石原都知事の女性差別発言を許さず、公人の性差別をなくす会
2011年3月22日

東京都知事 石原慎太郎 殿

 あなたは去る3月14日、このたびの東日本大震災について、「我欲に縛られ政治もポピュリズムでやっている。それが一気に押し流されて、この津波をうまく利用してだね、我欲を一回洗い落とす必要がある。積年たまった日本人の心のあかをね。これはやっぱり天罰だと思う。被災者の方々、かわいそうですよ」と発言しました。その後の記者会見でも「『被災された方には非常に耳障りな言葉に聞こえるかも、と(前置きで)言ったんじゃないですか』などと釈明したが、実際には発言していない。」「持論を展開して、撤回しない考えを示した」と報道されています。(毎日新聞3月15日朝刊) 

 この発言について、あなたは「『天罰』という言葉が、添える言葉が足らずに、被災者の皆様、国民・都民の皆様を深く傷つけたことから、この言葉を撤回し、深くお詫びいたします。」と述べられたそうですが、この発言は撤回すれば済むようなことではありません。

 あなたの発言が被災された方をはじめとする多くの人々を傷つけたのは、「言葉が足りなかった」からではありません。あなたの発言の中に、他人の痛みや苦しみに思いを馳せ共感しようとする姿勢がまったくなく、逆に他人の痛みや苦しみを踏み台にして自らの「思い」を貫こうとする「強者の傲慢な思いあがり」を如実に見たからです。あなたはあなたの言う「我欲を一回洗い落とす必要のある日本人」の中にあなた自身を含めていますか。
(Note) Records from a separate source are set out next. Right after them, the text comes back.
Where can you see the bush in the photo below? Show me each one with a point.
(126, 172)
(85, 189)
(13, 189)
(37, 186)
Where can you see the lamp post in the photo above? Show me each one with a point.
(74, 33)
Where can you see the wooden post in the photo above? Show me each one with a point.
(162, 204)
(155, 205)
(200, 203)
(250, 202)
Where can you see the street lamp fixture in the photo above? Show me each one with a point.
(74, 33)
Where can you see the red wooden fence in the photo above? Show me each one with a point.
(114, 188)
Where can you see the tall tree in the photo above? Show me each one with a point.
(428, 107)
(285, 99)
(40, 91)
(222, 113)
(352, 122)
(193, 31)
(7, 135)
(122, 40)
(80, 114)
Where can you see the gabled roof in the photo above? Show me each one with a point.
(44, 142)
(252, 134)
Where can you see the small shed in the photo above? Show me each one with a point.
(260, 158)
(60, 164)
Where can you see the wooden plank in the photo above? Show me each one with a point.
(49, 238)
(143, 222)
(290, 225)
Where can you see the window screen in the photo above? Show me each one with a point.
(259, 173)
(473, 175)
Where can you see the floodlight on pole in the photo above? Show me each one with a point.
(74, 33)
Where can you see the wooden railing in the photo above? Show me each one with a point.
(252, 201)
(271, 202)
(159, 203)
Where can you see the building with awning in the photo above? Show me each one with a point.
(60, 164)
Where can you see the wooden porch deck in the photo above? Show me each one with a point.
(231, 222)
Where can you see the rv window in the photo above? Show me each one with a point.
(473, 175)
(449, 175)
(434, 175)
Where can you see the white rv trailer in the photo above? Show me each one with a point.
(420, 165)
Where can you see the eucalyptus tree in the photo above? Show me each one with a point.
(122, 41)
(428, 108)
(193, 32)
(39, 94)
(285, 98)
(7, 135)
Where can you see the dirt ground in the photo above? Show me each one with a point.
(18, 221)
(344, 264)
もし東京都が地震と津波で壊滅的打撃を受けたら、「天罰だ、これを利用して我欲を洗い流そう」と言いますか。今回の災害がもし自然破壊を繰り返してきた人間の所業の結果だとしたら、それは「天罰」などではなく人災でしょう。原発震災はまさに人災です。その人災をもたらした人間の中にあなたは含まれていますか。

 あなたの「天罰」発言は今回の災害を人ごとだと思っているからこそ言える発言です。あなたが常に「強者」の立場から社会的「弱者」やマイノリティを傷つける言葉の暴力を駆使してきたことを、私たちはよく知っています。あなたは他者の人権を尊重するという行政の長が持つべきもっとも重要な資質に欠けています。もし東京に今回のような災害や危機が訪れたなら、あなたはおそらく躊躇なく「弱者」を切り捨てるでしょう。あなたの「天罰」発言はまさにそのことを人々に知らしめたのです。あなたは来る東京都知事選挙への立候補を表明されています。しかし、あなたは今回の発言への政治的・道義的責任をとるべきです。その道はただひとつです。

 私たちは、あなたに東京都知事選挙への立候補を辞退するよう勧告いたします。